When a cell divides normally, it makes a copy of every chromosome and then shares them equally between the two new cells. This process is carried out by a complex machine in the cell called themitotic spindle.
The two new cells will beaneuploid if something goes wrong at this stage, thus they will not have the correct number of chromosomes and will make mistakes when sharing genetic information.
Cancer cells areaneuploid, so understanding how and why this happens is extremely important in determining how the disease originates.
The Warwick Medical School research team, led by Professor Stephen Royles, has pinpointed exactly this topic.
A group of cells found that certain chromosomes can be trapped in a loop of membranes that exist in an area around the cellsspindle, preventing them from being shared properly and causing an abnormal cell division to develop cancer.

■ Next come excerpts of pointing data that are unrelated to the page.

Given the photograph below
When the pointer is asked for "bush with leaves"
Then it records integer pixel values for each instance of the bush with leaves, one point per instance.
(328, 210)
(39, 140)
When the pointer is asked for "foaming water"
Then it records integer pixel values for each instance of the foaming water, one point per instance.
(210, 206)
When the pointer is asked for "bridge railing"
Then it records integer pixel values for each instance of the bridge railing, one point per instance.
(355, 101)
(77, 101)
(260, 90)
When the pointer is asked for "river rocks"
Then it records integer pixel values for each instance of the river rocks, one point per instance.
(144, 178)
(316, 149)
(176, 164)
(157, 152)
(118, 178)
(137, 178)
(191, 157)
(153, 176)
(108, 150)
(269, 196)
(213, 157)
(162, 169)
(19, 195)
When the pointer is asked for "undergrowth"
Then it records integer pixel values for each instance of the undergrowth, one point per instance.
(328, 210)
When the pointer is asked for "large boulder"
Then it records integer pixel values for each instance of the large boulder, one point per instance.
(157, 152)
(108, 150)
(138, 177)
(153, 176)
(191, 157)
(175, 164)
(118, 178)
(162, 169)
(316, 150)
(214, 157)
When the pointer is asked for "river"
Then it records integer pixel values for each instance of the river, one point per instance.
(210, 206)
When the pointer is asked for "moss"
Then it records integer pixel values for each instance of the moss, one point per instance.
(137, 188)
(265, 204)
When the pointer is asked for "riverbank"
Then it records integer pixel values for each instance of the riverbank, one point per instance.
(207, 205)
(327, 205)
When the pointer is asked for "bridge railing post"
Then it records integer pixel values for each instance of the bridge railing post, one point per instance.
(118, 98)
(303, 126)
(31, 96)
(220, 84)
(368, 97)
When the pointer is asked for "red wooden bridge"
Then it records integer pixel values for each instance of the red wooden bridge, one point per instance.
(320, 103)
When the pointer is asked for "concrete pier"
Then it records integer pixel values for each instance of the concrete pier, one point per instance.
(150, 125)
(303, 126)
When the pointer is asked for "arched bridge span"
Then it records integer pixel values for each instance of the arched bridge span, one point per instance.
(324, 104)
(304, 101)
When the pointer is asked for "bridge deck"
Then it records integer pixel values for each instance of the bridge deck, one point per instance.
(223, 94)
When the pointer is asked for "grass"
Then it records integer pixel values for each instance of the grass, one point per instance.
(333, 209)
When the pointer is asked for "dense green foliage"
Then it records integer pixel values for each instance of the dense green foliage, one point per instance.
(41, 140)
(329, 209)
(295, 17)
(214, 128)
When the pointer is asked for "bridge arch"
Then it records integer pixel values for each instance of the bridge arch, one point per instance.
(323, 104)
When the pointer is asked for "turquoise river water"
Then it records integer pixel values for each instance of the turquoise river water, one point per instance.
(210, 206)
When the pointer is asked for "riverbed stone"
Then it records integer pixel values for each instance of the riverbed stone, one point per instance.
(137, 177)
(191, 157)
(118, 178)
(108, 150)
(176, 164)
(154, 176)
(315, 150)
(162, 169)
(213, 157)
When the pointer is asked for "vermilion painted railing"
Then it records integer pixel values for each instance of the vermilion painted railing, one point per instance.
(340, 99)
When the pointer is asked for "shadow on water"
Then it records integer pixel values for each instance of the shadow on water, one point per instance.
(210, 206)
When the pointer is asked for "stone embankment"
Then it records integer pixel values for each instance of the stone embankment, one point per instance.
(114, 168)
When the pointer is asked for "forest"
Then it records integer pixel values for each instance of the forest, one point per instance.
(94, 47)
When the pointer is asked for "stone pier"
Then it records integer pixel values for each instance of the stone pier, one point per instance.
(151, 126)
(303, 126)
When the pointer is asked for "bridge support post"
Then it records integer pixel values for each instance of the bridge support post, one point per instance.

By doing a type of surgery on living cells, researchers fashioned a method to remove the structure in which chromosomes are trapped, and as a result the chromosomes were rescued by thespindle, thus aiding normal healthy cell division.
For the first time, chromosomes getting caught in these membranes have become a direct risk factor for the formation of cancerous cells. This can lead to effective cancer prevention.
Scientists working on cell division focus on spindle, how it works and why it makes mistakes in cancer. In this paper, we investigated membranes inside dividing cells.
"We discovered that chromosomes can be trapped in membranes, and this is a disaster for the dividing cell. It has the potential to transform a normal cell into a cancer cell. Prevent this process may be a way to treat disease."